Anyone who's chatted with me about figure design (at least in Astronomy) in the last two years has probably heard my rantings and ravings about some strange color pallet called cubehelix (not to be confused with timecube). I flat out love this color scheme, and I think it could work for you! Here's why:
1. It Works Better for YOUThe most notable feature about CUBEHELIX (or "cubehelix" if you prefer) is that it prints equally well in color and black & white! This is a great time saver when making figures for publications where color is only available online (if like in Astronomy you still use journals with print copies). CUBHELIX accomplishes this by cycling through the RGB cube, while constantly increasing the saturation (black to white). I like this figure, which explains how CUBEHLIX works and its name:
|From Dave Green|
To demonstrate the printability, I have made color palettes in both color and black & white for CUBEHELIX and the default for most plotting packages: rainbow:
|Now that's some sweet desaturation!|
2. It's Better for Everyone Else Too!Since CUBEHELIX desaturates "correctly", people with black & white printers are going to love you. They can print your amazing contour maps out and actually understand them! This goes double for showing figures on projectors. If the red channel goes out, or yellows are weak, your plots are going to be bulletproof. As I've said over and over: if I'm thinking about weird colors in your data visualization, I'm not thinking about the insightful or groundbreaking results you're trying to show.

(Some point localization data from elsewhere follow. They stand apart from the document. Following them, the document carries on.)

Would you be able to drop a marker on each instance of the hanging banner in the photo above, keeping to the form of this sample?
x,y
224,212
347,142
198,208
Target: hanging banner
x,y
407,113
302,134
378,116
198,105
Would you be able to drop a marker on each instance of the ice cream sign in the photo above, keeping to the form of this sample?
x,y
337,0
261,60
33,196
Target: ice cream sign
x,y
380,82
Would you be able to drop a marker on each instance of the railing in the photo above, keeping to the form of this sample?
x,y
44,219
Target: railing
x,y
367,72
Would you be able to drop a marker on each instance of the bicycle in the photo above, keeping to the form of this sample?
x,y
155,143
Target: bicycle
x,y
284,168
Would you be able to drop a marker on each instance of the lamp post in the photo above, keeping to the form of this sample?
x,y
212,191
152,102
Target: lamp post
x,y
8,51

Perhaps even more importantly, CUBEHELIX is pretty friendly for your colorblind readership! Here's an example of my default CUBEHELIX color scheme, followed by simulations for how it is seen by people with three types of colorblindness:
These colorblindness simulations were done via this very nice tool.
CUBEHELIX generally does very well for all these forms of colorblindness, thanks to the constant change in saturation. Approximately 8-10% of men have some form for color perception deficiency, and if you make density maps with normal saturated rainbows you're kicking this audience (possibly students, colleagues, future employers) in the knees. Shouldn't our default color schemes be the easiest for everyone to see?

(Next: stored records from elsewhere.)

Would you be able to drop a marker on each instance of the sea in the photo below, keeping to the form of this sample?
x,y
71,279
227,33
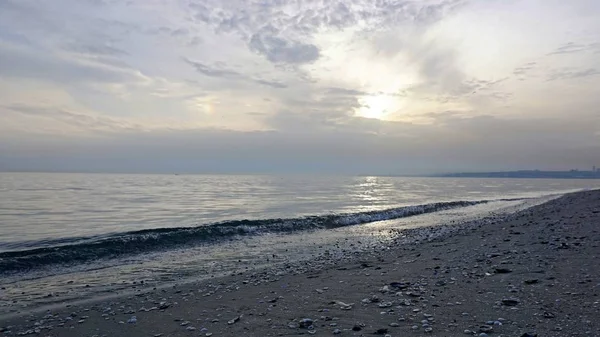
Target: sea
x,y
70,236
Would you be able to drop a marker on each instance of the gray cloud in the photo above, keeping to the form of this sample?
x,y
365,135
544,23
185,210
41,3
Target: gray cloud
x,y
98,49
455,142
573,47
83,121
524,69
572,74
17,62
219,71
277,50
212,71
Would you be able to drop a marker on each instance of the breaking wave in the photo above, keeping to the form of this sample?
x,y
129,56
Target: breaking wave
x,y
130,243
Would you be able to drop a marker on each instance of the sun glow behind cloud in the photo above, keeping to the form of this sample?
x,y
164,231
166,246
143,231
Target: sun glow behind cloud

Fun aside: test how well you can differentiate colors! (I scored a 15...)
3. It's Super VersatileCUBEHELIX, as defined by Dave Green (2011), has several useful "knobs" you can adjust. This includes: how many times through the rainbow to go, from what color to start, which direction to go (roygbiv vs vibgyor), how fast to go from black to white, and how saturated to make the colors.
A few simple examples to demonstrate the versatility! Here I've included 4 tests:
- my default scheme going "backwards" through the rainbow wheel once (rotation = -1, vibgyor),
- once through the wheel the proper direction,
- zero color movement (just black to white) starting at blue,
- and 5 times through the rainbow... because why not?!
This makes a nearly limitless family of color palettes available. If you have multiple datasets to plot together you could use rotation=0 and simply change the starting color. Making heatmap schemes in any hue is effortless. If your figures include both contours and lines/points, you could use the pastel-like CUBEHELIX for the contours and highly saturated/deep colors for the points to make the contrast really pop.
4. You probably already have itRejoice! CUBEHELIX is already included in the current version of matplotlib! If you Astronomers use IDL for plotting, I have created an easy to use version. Bonus: David Fanning now includes my CUBEHELIX code in his widely used software library!
A few other versions exist as well, check out Dave Green's website for details. If your language environment of choice is not included, and you can create custom color pallets using RGB vectors (or possibly even with hex codes) it is almost trivial to code up the original color scheme as I did in IDL (use the original paper). I'd love to see it added to Tableau...
I have helped put up a version for Tableau
and ported my IDL version to Python!